The deck box makes putting on the mains'l cover easy.
The mast pulpits and deck box make working around the mast easier and much more secure. The deck box is a great place to sit and admire the view or to stand on to reach the top of the mains'l when putting on its cover.

Back to propane. Once the deck box was in place with a way into the boat for the hoses and wires the rest was pretty easy. I got some help from my local RV place to tee off the line after the regulator so I could run a hose for both appliances. The tee must be made in the box because ABYC allows no connections inside the boat except to the appliance. Then it was just a matter of running the hoses for the fireplace and the galley stove and connecting the electronic shut off to power the solenoid in the box.

Everything worked well on the first try, except the flow seemed anemic. After looking at the cheap regulator that came with the deck box and comparing it with the ones at the RV place, I figured it must be under sized. Another $35 into the project for a two-stage regulator was chump change. The bigger regulator did the trick.

I can't remember the name and can't find the documentation for it. I remember it's made in Canada.
After doing all you can do to keep propane only where it should be, you still need a bilge sniffer. This warns you if propane is leaking into your bilge and pooling there waiting to blow you and your boat to kingdom come. We found this nice unit that's made in Canada.

A hand-held sniffer is essential.
We also bought a portable combustible gas sniffer to check all connections. Soap suds just doesn't cut it.

For more tips on staying safe with propane here's 10 tips from the good folks at Attainable Adventure Cruising.

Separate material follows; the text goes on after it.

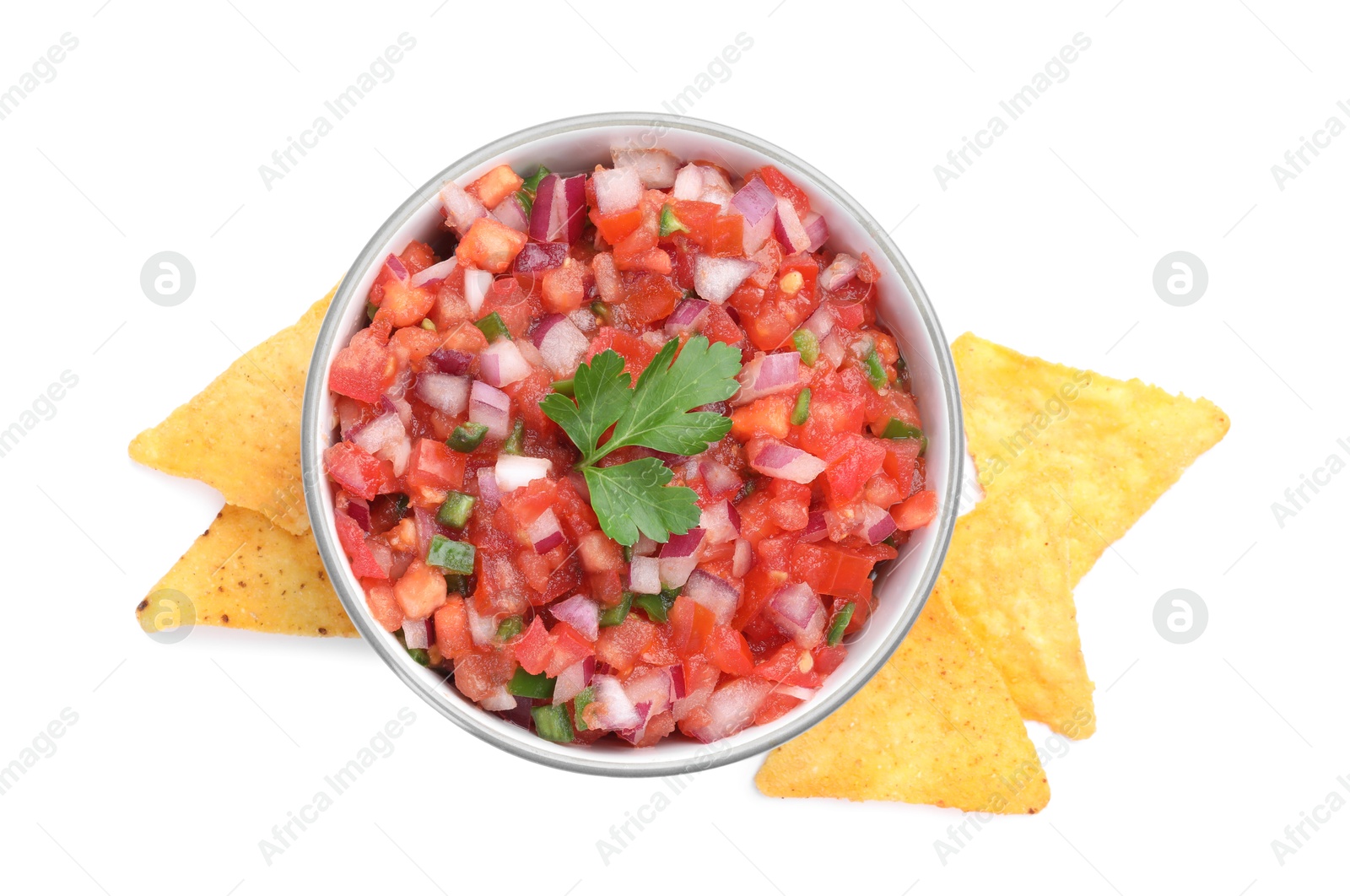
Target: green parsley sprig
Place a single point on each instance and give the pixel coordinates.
(636, 497)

On previous boats we had an alcohol stove and a kerosene stove. Virginia was not a fan of either of those fuels. If we were not planning to sail south we might have considered a diesel stove. We are well aware of the potential for explosion from propane, but if you like to cook on board, propane is the best option.

Weather Window Update

We are still waiting for a weather window to open so we can head south. Here are some photos of waves crashing on the rocks in front of a friend's house in Depoe Bay, Ore., this week. Maybe next week....
This wave hit the base of a 40-foot cliff and shot about 80 feet into the air.